John de Vries uit Boijl (Fr.) is een andere mening toegedaan. De eigenaar van de reservekampioene van de middenklasse Hellen 585 (v. Goldwyn) pleit juist voor een beoordeling op functionaliteit. „Anders zorg je er zeker voor dat het groepje deelnemers en belangstellenden steeds kleiner wordt.”

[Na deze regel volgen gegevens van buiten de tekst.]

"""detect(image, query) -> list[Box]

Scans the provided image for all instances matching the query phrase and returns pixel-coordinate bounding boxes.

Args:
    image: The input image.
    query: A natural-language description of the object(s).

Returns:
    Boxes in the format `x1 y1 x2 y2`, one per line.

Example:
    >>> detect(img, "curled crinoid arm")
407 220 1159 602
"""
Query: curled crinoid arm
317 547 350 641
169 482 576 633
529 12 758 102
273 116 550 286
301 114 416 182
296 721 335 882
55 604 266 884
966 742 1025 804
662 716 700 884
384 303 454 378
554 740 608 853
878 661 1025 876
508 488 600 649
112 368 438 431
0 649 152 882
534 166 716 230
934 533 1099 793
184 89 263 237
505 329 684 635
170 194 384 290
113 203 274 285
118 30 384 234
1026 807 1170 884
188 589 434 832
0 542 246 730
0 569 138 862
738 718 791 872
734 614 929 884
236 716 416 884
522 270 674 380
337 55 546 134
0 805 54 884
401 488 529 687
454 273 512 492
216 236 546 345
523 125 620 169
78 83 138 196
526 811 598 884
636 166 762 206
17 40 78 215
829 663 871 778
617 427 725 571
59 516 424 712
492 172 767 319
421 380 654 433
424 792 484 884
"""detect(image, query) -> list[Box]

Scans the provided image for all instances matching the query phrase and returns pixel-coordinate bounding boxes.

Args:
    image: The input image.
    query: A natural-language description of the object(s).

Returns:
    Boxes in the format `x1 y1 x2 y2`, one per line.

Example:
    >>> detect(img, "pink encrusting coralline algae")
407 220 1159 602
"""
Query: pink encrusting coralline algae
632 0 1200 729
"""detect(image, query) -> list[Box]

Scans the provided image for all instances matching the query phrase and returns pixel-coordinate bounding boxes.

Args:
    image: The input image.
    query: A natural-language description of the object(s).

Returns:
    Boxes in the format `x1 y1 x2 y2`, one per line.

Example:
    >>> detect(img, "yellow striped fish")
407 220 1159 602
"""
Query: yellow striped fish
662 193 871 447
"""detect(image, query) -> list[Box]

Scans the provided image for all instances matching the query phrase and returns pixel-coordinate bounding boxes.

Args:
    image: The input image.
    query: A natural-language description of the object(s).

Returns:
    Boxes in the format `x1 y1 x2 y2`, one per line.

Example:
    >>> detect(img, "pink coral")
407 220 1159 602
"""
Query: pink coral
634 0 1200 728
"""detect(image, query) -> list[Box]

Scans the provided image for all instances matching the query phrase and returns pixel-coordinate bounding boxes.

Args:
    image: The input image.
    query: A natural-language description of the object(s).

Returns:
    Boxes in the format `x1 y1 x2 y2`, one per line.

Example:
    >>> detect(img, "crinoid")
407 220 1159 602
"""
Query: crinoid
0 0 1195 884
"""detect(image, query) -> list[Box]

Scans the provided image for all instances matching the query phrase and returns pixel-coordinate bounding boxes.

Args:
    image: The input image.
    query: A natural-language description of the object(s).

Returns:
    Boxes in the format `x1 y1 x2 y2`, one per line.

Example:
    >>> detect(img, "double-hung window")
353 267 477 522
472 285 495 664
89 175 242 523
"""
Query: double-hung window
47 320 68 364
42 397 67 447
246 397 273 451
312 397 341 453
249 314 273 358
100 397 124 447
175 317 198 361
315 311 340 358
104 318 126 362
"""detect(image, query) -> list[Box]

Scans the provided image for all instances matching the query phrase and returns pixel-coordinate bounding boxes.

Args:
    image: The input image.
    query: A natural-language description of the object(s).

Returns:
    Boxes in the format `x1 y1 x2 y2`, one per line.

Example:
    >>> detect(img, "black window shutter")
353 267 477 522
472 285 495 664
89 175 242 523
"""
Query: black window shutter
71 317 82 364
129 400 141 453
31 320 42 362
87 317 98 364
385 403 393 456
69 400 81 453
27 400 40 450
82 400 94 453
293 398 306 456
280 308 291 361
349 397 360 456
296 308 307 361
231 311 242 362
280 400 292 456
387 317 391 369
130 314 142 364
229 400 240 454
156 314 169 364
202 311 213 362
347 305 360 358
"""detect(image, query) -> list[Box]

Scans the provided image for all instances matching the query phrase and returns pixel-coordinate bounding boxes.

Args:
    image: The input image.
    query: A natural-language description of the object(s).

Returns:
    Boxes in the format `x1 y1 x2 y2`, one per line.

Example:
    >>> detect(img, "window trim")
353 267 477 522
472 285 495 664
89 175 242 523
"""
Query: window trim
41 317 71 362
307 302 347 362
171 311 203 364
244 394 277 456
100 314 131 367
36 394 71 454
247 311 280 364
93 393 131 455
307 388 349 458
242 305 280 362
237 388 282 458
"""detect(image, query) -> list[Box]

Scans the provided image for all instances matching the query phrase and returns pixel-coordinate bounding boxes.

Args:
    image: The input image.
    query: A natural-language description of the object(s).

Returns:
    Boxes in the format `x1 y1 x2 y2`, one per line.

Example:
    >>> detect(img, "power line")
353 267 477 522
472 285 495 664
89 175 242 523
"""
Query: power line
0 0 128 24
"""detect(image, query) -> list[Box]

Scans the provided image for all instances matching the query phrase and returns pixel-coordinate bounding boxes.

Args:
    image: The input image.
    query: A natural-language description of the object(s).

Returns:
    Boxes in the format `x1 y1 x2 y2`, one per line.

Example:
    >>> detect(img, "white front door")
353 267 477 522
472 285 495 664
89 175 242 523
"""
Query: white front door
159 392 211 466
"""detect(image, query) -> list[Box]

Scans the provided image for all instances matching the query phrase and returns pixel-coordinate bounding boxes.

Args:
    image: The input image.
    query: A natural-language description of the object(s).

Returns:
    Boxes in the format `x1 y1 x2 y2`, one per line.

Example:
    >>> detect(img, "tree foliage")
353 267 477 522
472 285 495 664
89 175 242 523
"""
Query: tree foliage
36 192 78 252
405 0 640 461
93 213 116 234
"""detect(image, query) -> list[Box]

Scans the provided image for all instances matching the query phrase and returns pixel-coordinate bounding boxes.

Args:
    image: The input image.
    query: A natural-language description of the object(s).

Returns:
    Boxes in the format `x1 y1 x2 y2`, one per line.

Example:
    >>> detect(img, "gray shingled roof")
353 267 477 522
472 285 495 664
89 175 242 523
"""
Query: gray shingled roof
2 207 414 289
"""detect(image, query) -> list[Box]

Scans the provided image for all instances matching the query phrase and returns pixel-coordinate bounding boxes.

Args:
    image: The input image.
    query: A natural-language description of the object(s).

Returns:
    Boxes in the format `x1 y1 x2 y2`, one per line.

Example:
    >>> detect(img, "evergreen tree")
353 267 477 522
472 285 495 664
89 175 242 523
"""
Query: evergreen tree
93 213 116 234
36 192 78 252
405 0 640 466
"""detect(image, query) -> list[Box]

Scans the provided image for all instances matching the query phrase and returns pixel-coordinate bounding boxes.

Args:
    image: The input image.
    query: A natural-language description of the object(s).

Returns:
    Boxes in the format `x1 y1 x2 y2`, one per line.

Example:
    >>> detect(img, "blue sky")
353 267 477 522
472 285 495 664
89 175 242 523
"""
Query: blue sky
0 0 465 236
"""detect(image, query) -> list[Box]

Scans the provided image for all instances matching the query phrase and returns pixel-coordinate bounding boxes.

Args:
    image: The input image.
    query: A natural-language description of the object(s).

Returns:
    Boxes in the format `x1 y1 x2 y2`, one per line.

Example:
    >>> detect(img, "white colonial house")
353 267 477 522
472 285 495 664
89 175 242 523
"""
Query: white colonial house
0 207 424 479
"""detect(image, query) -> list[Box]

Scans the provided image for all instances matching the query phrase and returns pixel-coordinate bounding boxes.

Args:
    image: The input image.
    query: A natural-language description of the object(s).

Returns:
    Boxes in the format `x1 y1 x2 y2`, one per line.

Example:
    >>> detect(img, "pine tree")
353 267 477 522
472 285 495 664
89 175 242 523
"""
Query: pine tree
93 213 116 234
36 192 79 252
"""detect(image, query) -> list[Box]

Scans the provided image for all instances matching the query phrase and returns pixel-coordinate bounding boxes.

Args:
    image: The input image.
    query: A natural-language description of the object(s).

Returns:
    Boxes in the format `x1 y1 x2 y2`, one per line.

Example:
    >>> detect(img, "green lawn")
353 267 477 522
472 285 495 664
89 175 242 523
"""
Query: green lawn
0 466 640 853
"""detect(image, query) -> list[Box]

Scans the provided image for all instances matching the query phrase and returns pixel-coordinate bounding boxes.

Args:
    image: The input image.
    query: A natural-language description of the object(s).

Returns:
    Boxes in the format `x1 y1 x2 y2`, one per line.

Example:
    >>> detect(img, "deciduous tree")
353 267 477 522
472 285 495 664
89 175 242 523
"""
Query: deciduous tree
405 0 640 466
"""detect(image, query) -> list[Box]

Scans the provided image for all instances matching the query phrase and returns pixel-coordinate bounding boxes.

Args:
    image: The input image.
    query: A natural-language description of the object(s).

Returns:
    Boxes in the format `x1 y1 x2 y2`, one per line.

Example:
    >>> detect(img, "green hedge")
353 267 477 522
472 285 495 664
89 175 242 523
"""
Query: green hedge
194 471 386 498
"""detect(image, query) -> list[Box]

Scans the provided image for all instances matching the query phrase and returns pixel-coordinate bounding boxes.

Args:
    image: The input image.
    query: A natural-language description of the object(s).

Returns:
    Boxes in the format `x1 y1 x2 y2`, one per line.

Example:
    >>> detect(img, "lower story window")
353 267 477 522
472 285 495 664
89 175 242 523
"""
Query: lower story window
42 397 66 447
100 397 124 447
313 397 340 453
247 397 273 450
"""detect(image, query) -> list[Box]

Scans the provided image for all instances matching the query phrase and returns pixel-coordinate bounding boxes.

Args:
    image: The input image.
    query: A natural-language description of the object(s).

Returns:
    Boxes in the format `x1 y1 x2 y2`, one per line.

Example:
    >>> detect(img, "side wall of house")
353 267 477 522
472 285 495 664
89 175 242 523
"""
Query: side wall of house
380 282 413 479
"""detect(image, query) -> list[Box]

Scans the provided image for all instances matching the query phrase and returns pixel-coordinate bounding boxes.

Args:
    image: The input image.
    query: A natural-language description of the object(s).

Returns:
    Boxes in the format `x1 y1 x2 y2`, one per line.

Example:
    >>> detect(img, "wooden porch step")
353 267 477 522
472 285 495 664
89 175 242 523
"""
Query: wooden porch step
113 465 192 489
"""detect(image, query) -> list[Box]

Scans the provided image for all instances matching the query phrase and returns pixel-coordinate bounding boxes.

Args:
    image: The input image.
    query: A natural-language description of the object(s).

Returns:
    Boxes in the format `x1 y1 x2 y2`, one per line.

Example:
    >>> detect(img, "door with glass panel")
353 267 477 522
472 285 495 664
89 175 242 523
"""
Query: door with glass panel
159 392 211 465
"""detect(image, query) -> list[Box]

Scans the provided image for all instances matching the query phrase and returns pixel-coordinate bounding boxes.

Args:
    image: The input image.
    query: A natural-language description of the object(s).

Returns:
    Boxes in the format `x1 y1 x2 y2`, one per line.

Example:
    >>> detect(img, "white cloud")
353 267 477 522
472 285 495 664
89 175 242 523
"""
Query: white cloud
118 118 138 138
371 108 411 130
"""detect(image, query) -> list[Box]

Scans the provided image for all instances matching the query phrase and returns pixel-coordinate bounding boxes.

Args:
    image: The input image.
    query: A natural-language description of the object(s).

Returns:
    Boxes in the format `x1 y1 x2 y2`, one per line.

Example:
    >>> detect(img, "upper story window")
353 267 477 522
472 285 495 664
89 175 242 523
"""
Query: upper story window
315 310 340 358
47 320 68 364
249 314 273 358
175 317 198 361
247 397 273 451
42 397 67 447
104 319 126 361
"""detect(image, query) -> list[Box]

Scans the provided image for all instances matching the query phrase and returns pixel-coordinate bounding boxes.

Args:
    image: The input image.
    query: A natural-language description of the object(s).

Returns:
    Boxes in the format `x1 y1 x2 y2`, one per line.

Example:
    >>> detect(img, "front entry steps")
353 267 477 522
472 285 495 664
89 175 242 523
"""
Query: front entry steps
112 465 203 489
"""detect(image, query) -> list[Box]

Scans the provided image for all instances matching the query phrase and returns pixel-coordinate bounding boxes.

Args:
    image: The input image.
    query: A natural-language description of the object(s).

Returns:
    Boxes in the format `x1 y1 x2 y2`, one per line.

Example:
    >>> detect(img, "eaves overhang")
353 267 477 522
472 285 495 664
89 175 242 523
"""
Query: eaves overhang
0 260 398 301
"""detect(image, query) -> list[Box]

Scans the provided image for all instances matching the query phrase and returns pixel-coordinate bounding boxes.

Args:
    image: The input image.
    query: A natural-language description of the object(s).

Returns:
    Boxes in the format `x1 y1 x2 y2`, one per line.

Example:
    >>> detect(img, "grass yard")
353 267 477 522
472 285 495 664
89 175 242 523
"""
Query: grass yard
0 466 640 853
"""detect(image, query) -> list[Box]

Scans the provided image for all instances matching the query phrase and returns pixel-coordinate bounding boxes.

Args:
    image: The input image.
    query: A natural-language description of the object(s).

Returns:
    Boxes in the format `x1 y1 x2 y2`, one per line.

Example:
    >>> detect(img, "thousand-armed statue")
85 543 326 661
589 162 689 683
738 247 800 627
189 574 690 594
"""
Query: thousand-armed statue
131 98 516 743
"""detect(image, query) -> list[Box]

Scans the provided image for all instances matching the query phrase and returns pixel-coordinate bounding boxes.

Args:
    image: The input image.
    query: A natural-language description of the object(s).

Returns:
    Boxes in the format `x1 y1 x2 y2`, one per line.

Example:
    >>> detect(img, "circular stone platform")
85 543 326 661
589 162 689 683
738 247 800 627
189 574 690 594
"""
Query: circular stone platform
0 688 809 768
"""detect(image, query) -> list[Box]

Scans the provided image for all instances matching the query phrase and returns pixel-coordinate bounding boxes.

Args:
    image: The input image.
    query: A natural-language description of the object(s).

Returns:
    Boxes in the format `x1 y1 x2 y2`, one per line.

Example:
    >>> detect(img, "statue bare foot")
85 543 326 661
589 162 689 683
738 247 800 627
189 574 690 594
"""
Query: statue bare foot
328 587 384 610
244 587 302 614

De Vries verwacht geen sterke opleving van het aantal bezoekers in de toekomst. „Het aantal veehouders neemt alleen maar af. In Madison is het niet veel anders. De naam Madison klinkt wel heel apart, maar ook daar keuren en kopen een select groepje boeren elkaars vee.”
Dochtergroepen
De Vries ziet het prepareren van koeien een beetje als een strijd tussen boeren onderling. „Net als bij wie de meeste koeien melkt.” Toch vindt hij dat een koe vooral goed in elkaar moet zitten. „Ik pas mijn koeien niet aan op wat de jury wil zien. Ik wil koeien laten zien, waar ik trots op ben. Mijn showkoeien moeten zich in mijn oude stal kunnen handhaven. Ik ga ze niet apart huisvesten. Als dat nodig is, zijn de koeien niet goed genoeg. Wat ik wel doe, is de koeien twee weken vooraf apart voeren.”
De veehouder laat zijn koeien door stagiairs voorbrengen. „Het moet wel een lolletje blijven”, meent De Vries, die dochtergroepen een belangrijke publiekstrekker noemt. „Ik verwacht dat er op de Koe-Expo in januari meer mensen afkomen dan op de HHH-show, vanwege de dochtergroepen. En verder heb ik het gevoel dat er in Nederland veel vanuit het negatieve wordt benaderd. In een land als Zwitserland is veel meer beleving en zijn de shows wel drukbezocht.”
Bleker
HHH-voozitter Hans Puttenstein erkent het belang van dochtergroepen. „Het blijkt dat de meeste clubs hun budget op hebben”, stelt hij. „Wat dat betreft ben ik blij dat Semex en CRV wel hun verantwoordelijkheid hebben genomen.” Ondanks de kanttekeningen die er zijn te maken, kijkt Puttenstein tevreden terug op de show.
„Zo voelde de aanwezigheid van Henk Bleker toch wel als een warm bad. Naar aanleiding van de aan de show voorafgaande Tulip Sale hebben we de staatssecretaris gevraagd er voor te zorgen dat de dieren na de veiling rechtstreeks naar de koper kunnen, zoals in ons omringende landen het geval is.”
Puttenstein weerlegt dat er een kloof is ontstaan tussen de ‘showfokkers’ en de ‘gewone boer’. „Callum McKinven is een top jurylid, die zocht naar de balans tussen kracht en melktype. Hij vertelde me dat de koe van Van Dijk voor hem volkomen in balans was. Hij zei dat het een koe is die oud zal worden en dat hij haar wel mee zou willen nemen naar Amerika. Met zo’n jury kan er geen sprake zijn van een kloof.”